15 September 2015

The limits of Papal authority over the Sacraments (1)

As an ex-sailor, my late father never liked to be out of sight of the sea. So, after the War, he sold a country house and estate he had created in the 'thirties and bought a house with a sea view at Clacton in Essex. For all those human generations before the Victorians invented the concept of the Watering Place, the coastal periphery of Essex had counted as the marshy back of beyond. But the next hamlet along the coast to the South of us had the ruins of a medieval abbey, founded as a shrine of S Osyth, a martyred Saxon princess. In view of the remoteness of this place, the Abbot managed to secure from the Pope a delegation for him to ordain his subjects to the diaconate and the priesthood, although he, the Abbot, was only in presbyteral orders. The bishop of London protested, and the delegation was cancelled within a year or so.

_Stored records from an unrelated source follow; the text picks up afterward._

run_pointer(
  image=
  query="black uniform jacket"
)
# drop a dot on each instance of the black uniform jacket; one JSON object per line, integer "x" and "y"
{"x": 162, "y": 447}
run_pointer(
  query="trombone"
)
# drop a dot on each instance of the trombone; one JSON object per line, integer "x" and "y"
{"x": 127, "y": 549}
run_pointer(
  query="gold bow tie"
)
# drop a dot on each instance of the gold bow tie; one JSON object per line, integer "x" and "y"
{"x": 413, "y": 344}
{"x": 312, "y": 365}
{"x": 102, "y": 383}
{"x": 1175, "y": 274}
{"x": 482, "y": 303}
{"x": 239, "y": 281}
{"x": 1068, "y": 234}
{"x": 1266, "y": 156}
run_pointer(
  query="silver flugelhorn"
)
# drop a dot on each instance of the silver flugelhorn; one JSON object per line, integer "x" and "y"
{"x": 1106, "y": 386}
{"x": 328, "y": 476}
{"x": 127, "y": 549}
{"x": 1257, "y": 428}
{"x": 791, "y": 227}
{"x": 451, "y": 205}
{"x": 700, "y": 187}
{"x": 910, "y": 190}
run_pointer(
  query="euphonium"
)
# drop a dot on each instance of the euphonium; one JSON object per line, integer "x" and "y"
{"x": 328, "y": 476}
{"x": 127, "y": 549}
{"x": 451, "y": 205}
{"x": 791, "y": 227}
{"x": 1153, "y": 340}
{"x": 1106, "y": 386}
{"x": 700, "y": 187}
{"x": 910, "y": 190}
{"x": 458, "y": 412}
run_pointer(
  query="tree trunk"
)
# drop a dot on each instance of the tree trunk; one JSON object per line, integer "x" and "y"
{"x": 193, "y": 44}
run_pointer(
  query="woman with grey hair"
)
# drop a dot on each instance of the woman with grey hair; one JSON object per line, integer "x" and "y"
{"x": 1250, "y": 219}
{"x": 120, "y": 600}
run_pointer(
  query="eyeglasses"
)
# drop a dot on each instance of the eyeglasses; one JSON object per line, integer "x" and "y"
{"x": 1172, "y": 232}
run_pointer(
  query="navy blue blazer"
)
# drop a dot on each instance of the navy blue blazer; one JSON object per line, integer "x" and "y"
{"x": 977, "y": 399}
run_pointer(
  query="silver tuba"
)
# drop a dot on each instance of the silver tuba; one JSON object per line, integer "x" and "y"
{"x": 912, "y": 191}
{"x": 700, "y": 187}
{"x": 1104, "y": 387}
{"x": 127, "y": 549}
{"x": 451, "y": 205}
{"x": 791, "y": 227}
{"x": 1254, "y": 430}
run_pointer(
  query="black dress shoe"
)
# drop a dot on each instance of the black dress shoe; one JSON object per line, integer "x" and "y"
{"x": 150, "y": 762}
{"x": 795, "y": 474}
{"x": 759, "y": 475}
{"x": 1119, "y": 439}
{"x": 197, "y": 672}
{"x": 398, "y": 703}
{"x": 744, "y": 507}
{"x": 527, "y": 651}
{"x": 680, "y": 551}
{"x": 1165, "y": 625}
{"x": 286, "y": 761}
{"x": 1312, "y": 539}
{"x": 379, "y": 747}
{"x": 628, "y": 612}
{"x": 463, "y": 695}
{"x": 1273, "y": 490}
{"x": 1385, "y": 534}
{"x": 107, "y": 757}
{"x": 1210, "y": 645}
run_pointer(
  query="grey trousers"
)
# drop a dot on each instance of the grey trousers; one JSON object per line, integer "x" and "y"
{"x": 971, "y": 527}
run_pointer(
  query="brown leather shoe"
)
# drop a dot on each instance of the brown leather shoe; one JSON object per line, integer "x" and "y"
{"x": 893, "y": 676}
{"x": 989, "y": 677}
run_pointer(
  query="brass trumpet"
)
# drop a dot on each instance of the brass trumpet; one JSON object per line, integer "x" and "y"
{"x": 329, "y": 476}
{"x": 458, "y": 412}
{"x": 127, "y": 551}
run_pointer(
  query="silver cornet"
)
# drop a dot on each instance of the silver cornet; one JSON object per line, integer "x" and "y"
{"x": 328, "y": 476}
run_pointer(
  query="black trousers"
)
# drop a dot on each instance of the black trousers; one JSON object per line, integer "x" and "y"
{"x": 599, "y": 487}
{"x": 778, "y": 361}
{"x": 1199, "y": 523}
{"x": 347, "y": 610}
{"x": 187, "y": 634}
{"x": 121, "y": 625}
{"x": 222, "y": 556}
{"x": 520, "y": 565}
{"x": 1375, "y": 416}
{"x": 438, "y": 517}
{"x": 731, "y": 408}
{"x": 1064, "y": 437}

At least four cases of such purported delegation have by now emerged. This in the past caused problems to mainline Catholic theologians. Adolphe Tanquerey (1854-1932) wrote in 1897 "Presbyters cannot, even by delegation from the Sovereign Pontiff, be extraordinary ministers of the episcopate or the presbyterate, as is admitted by all". That doughty opponent of the validity of Anglican Orders, Dr E C Messenger (1888-1951), writing in 1936, described the idea that the Roman Pontiff could delegate such power as "completely opposed to Catholic tradition" and "practically given up now". But by the 1950s the wind was changing. Fr Bernard Leeming in 1956 described this alleged papal power as "now admitted by many theologians", and Fr John Bligh, also in 1956, admitted that "Some theologians have held that in the four ... Papal Bulls the popes were acting ultra vires, so that the ordinations performed by priest-abbots in persuance of them were invalid"; but he himself shied away from this conclusion in view of the fact that Cistercian abbots had ordained their subjects to the Diaconate for centuries. Charles Journet in 1955 quoted with approval the words of Lennerz (1953): "Sovereign Pontiffs have conceded this privilege to simple priests. Thus they can so concede it".

The great Anglican Catholic dogmatic theologian, Fr E L Mascall, (from whom some of the above information is taken) wrote in 1958 that the theologians who upheld the right of popes to delegate ordination to presbyters were in effect maintaining "the power of the Pope to overrule by his administrative authority the sacramental structure of the Church: they are arguing not for presbyterianism but for popery".
To be continued. No comments before I have finished.

2 comments:

Ann said...

Mascall, a great fan of Lonergan, be it noted.

Ann said...

Damn. This is complicated. I don't know if you've already seen my comment about Mascall being a close philosophical bud of Lonergan, the thick-nailed genius despised by Barth farts as a rude, but if you have then just ignore this, and if you haven't then, oh well, ignore this too. Damn. Needed to be said too.